This work addresses the challenge of causal structure identification under a single unknown soft intervention, where traditional methods are limited by Markov equivalence and cannot uniquely recover the true causal graph. The authors propose the first scalable causal discovery framework tailored to this setting, leveraging paired observational and interventional data under a shared causal structure assumption. By integrating subset-constrained causal discovery, cross-mechanism orientation rules, and PDAG aggregation within Meek closure, the method constructs a globally consistent maximal PDAG. Theoretically, it is shown to correctly transcend the constrained Ψ-equivalence class and asymptotically recover more causal edges.
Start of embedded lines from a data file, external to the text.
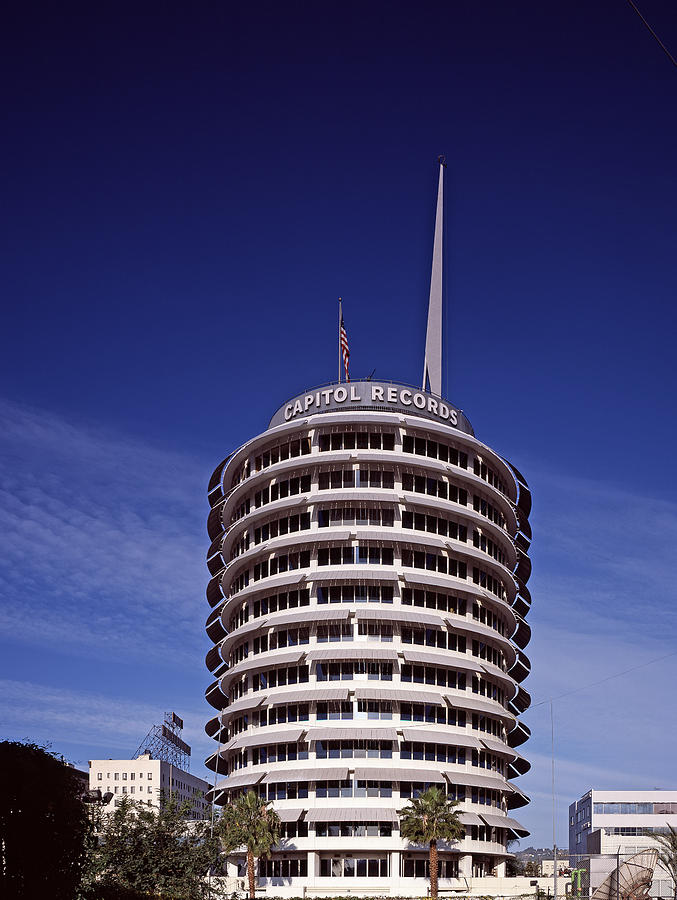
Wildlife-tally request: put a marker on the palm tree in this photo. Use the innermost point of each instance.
(430, 818)
(667, 852)
(249, 822)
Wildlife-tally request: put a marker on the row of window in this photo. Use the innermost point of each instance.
(277, 490)
(350, 669)
(117, 776)
(357, 440)
(337, 479)
(284, 525)
(280, 677)
(439, 752)
(434, 562)
(354, 748)
(435, 525)
(431, 675)
(434, 600)
(328, 710)
(369, 554)
(281, 562)
(282, 868)
(360, 516)
(353, 829)
(280, 753)
(363, 748)
(364, 554)
(279, 602)
(435, 487)
(434, 637)
(483, 471)
(362, 594)
(355, 593)
(434, 449)
(486, 545)
(350, 867)
(428, 637)
(285, 450)
(131, 789)
(348, 478)
(635, 808)
(359, 787)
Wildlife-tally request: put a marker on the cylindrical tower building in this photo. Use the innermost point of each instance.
(369, 567)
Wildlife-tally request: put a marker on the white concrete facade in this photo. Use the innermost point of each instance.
(368, 588)
(145, 780)
(611, 822)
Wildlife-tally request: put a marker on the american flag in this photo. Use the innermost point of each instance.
(345, 350)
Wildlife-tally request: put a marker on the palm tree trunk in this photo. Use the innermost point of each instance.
(433, 869)
(251, 874)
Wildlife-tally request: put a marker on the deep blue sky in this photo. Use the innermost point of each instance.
(186, 192)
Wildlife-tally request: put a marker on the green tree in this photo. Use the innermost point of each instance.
(143, 852)
(44, 825)
(430, 818)
(666, 844)
(251, 823)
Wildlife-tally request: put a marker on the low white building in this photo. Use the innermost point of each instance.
(145, 780)
(603, 824)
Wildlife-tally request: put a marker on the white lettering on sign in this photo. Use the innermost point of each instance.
(368, 393)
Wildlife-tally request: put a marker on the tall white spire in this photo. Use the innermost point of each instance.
(432, 363)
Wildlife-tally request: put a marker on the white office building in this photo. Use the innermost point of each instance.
(146, 780)
(609, 823)
(369, 567)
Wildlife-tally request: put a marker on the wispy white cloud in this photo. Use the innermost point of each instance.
(103, 552)
(104, 540)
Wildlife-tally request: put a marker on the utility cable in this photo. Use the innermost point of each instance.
(654, 35)
(602, 680)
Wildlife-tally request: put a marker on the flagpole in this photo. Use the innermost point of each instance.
(339, 336)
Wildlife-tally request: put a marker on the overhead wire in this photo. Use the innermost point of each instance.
(603, 680)
(654, 35)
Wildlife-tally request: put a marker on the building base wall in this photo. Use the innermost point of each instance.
(395, 887)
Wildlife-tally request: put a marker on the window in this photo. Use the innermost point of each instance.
(348, 867)
(358, 593)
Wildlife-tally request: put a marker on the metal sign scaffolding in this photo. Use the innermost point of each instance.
(165, 742)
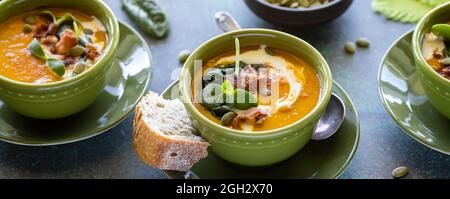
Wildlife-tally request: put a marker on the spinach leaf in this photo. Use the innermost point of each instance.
(148, 15)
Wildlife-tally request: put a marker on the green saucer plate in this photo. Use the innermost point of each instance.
(404, 98)
(128, 81)
(319, 159)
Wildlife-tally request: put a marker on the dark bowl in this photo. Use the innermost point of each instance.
(298, 16)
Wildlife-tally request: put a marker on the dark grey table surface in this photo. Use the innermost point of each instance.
(383, 145)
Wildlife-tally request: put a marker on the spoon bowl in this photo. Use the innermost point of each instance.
(331, 120)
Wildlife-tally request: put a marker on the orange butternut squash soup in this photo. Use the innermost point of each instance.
(270, 89)
(49, 45)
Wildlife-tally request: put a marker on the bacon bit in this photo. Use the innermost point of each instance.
(434, 63)
(52, 28)
(40, 30)
(69, 61)
(52, 49)
(67, 41)
(248, 77)
(92, 52)
(250, 116)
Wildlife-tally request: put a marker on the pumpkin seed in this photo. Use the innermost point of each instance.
(221, 111)
(350, 47)
(363, 42)
(29, 20)
(244, 100)
(211, 96)
(77, 51)
(88, 31)
(184, 55)
(57, 66)
(400, 172)
(269, 51)
(446, 61)
(228, 118)
(27, 28)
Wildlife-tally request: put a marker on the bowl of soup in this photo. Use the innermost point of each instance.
(430, 46)
(256, 95)
(298, 12)
(55, 55)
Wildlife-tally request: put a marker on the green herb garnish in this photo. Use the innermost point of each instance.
(238, 52)
(148, 15)
(55, 64)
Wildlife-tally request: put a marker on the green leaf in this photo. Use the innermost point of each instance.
(434, 3)
(57, 66)
(36, 49)
(407, 11)
(148, 15)
(227, 87)
(238, 53)
(244, 100)
(49, 13)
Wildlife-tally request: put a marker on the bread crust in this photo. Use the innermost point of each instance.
(163, 152)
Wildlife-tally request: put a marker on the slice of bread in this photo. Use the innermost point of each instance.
(164, 136)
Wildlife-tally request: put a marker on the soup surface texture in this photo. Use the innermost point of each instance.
(435, 47)
(287, 88)
(77, 48)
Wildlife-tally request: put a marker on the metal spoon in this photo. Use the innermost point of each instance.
(334, 114)
(331, 120)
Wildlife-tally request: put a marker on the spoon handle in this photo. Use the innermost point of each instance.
(226, 22)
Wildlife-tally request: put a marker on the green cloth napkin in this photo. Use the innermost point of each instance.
(407, 11)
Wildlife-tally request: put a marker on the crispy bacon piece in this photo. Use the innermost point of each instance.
(92, 52)
(40, 30)
(52, 28)
(248, 79)
(250, 116)
(49, 40)
(445, 72)
(68, 40)
(69, 61)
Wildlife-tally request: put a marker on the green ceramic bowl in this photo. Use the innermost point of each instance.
(262, 148)
(437, 88)
(63, 98)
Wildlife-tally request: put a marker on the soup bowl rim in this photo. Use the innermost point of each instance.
(319, 107)
(113, 42)
(417, 45)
Experiments on synthetic data demonstrate significant improvements in structural recovery accuracy, along with strong generalization capability and computational efficiency for large-scale graphs.

Observational causal discovery is only identifiable up to the Markov equivalence class. While interventions can reduce this ambiguity, in practice interventions are often soft with multiple unknown targets. In many realistic scenarios, only a single intervention regime is observed. We propose a scalable causal discovery model for paired observational and interventional settings with shared underlying causal structure and unknown soft interventions. The model aggregates subset-level PDAGs and applies contrastive cross-regime orientation rules to construct a globally consistent maximal PDAG under Meek closure, enabling generalization to both in-distribution and out-of-distribution settings. Theoretically, we prove that our model is sound with respect to a restricted $Ψ$ equivalence class induced solely by the information available in the subset-restricted setting. We further show that the model asymptotically recovers the corresponding identifiable PDAG and can orient additional edges compared to non-contrastive subset-restricted methods. Experiments on synthetic data demonstrate improved causal structure recovery, generalization to unseen graphs with held-out causal mechanisms, and scalability to larger graphs, with ablations supporting the theoretical results.